Il nuovo piano prevede delle novità inaspettate con promozioni per alcuni territori e penalizzazioni per altri. La provincia iblea avrà due spoke invece che uno, come annunciato lo scorso anno. Si tratta dell'ospedale “Civile” di Ragusa e dell'ospedale riunito di Vittoria e Comiso, quest'ultimo inizialmente indicato come presidio di base. Dal nuovo piano inoltre si evince che Modica diventa un presidio di base "Modica-Scicli". Questo significa che l’ospedale Busacca di Scicli manterrà il Pronto Soccorso e Modica potrebbe perdere le Unità Specialistiche come Oculistica e non solo. Secondo il nuovo piano, infatti, Modica diventando un presidio di base potrebbe mantenere solo quattro unità operative ovvero il Pronto Soccorso, il reparto di Medicina, di Chirurgia e di Ortopedia.

Il direttore generale dell'Asp di Ragusa, Maurizio Aricò, interpellato sulla questione si astiene da qualsiasi dichiarazione. "Ho già inviato un messaggio all'assessore alla Sanità, Baldo Gucciardo - commenta Aricò- per avere contezza delle nuove modifiche alla nuova rete ospedaliera regionale. Fino a quando non riuscirò a parlare con l'assessore non rilascio nessuna dichiarazione". Sulla nuova rete regionale interviene anche il deputato nazionale modicano, Nino Minardo. "Ipotesi folle. Il comprensorio Modica-Scicli serve centinaia di migliaia di cittadini - commenta Minardo - e l'assessorato regionale con la complicità dell'Asp di Ragusa cosa fa? Continua a smembrare la nostra sanità senza criterio e a discapito dei cittadini.

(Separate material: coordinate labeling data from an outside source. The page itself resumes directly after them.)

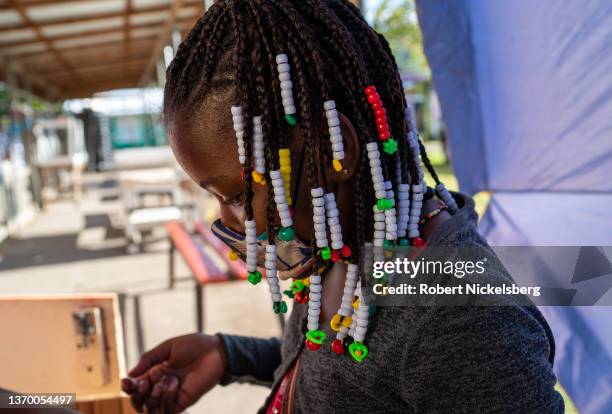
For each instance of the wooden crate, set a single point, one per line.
(64, 344)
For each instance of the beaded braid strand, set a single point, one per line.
(284, 75)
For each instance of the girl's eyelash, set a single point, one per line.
(237, 200)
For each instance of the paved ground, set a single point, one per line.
(79, 250)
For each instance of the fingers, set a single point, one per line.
(168, 400)
(140, 394)
(155, 356)
(129, 385)
(162, 397)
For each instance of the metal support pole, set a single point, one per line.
(171, 266)
(199, 293)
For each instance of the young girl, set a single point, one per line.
(292, 114)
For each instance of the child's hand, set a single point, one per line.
(174, 375)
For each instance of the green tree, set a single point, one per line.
(397, 20)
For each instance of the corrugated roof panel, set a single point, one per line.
(144, 18)
(144, 4)
(189, 12)
(74, 9)
(89, 40)
(78, 27)
(9, 18)
(144, 32)
(17, 35)
(31, 48)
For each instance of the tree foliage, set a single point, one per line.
(397, 20)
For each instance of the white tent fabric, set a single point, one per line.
(526, 93)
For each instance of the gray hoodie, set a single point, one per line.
(421, 360)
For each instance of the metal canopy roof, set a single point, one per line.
(69, 48)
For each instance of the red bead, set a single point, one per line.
(417, 241)
(382, 112)
(384, 135)
(337, 347)
(374, 98)
(312, 346)
(346, 251)
(335, 256)
(370, 90)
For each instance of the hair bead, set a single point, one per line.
(284, 76)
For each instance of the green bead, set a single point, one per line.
(297, 286)
(254, 277)
(326, 253)
(390, 146)
(279, 307)
(286, 234)
(318, 337)
(358, 351)
(291, 120)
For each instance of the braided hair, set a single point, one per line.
(333, 54)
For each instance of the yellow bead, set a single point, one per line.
(257, 177)
(336, 322)
(337, 165)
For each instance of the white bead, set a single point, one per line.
(335, 130)
(336, 139)
(337, 146)
(283, 67)
(319, 227)
(332, 122)
(331, 113)
(317, 192)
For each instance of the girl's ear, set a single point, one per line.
(352, 152)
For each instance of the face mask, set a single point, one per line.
(294, 257)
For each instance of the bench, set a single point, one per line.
(203, 268)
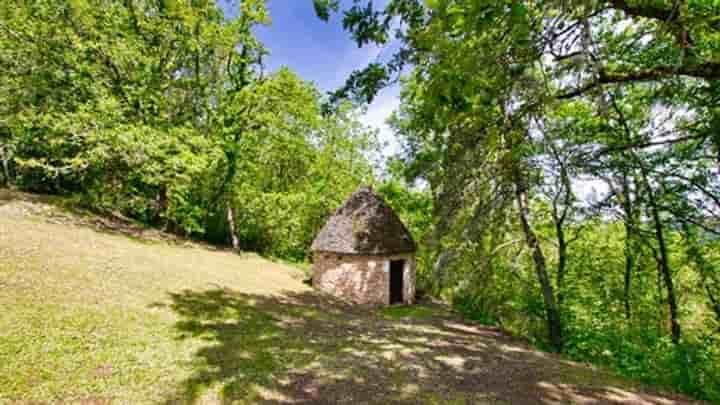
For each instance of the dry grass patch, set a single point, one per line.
(94, 315)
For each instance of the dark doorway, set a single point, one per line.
(396, 281)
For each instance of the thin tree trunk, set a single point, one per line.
(232, 228)
(6, 169)
(628, 249)
(562, 262)
(664, 266)
(552, 312)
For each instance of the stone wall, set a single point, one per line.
(361, 279)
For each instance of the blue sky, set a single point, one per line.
(322, 52)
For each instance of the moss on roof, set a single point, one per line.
(364, 224)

Folli allo stato puro. Mi rivolgerò domani stesso -continua Minardo - al Ministro affinchè fermi questo scempio e spero che i siciliani possano presto liberarsi di questo Governo regionale e i cittadini di questa dirigenza Asp che solo danno sta portando alla sanità del nostro territorio". Ecco cosa prevede la nuova rete sanitaria regionale illustrata ai sindacati dall’assessore regionale alla Sanità, Baldo Gucciardi: salvo l'ospedale Giglio di Cefalù, stop al progetto degli ospedali di comunità che avrebbero avuto solo riabilitazione e lungodegenza e la riproposizione degli ospedali riuniti con le strutture che mantengono la propria autonomia. Nel bacino Palermo-Trapani, l'ospedale Civico sarà affiancato dal Policlinico 'Giaccone' e dagli ospedali riuniti Villa Sofia-Cervello.

Il San Raffaele Giglio di Cefalù diventerà struttura di primo livello, così come l'ospedale Ingrassia, il Buccheri La Ferla, il Sant'Antonio Abate e l'ospedale di Marsala. A Partinico, Termini Imerese, Alcamo, Castelvetrano, Mazara del Vallo ci saranno presidi ospedalieri di base con pronto soccorso e posti di osservazione per i degenti. Manterranno le aree di emergenza Corleone, Petralia Sottana e Pantelleria. Nel bacino Catania-Ragusa-Siracusa, gli ospedali di riferimento saranno il Cannizzaro, il Garibaldi e il Policlinico Vittorio Emanuele. Salvi anche gli ospedali riuniti di Giarre e Acireale, strutture di primo livello.

Così come dipartimenti di primo livello saranno Caltagirone, Ragusa, gli ospedali riuniti di Vittoria e Comiso, Siracusa e i 'riuniti' Avola e Noto. Biancavilla, Paternò, Modica-Scicli e Lentini manterranno il pronto soccorso. Bronte e Militello Val di Catania, quelli di area disagiata. A Messina, il Policlinico rimane di secondo livello. Tra le strutture di primo livello Barcellona Pozzo di Gotto e Milazzo, il San Vincenzo di Taormina e il Papardo. Nell'area Agrigento-Caltanissetta-Enna il Sant'Elia diventa dipartimento di emergenza-urgenza di secondo livello. Subito dopo gli ospedali di Agrigento, Sciacca e Ribera, il Vittorio Emanuele di Gela e l'Umberto I di Enna. Canicattì, Licata, Piazza Armerina e Nicosia le strutture di base. Il piano della rete ospedaliera arriverà all'Ars tra qualche giorno per il parere obbligatorio. Poi approderà in giunta regionale, avendo già acquisito il parere del ministero.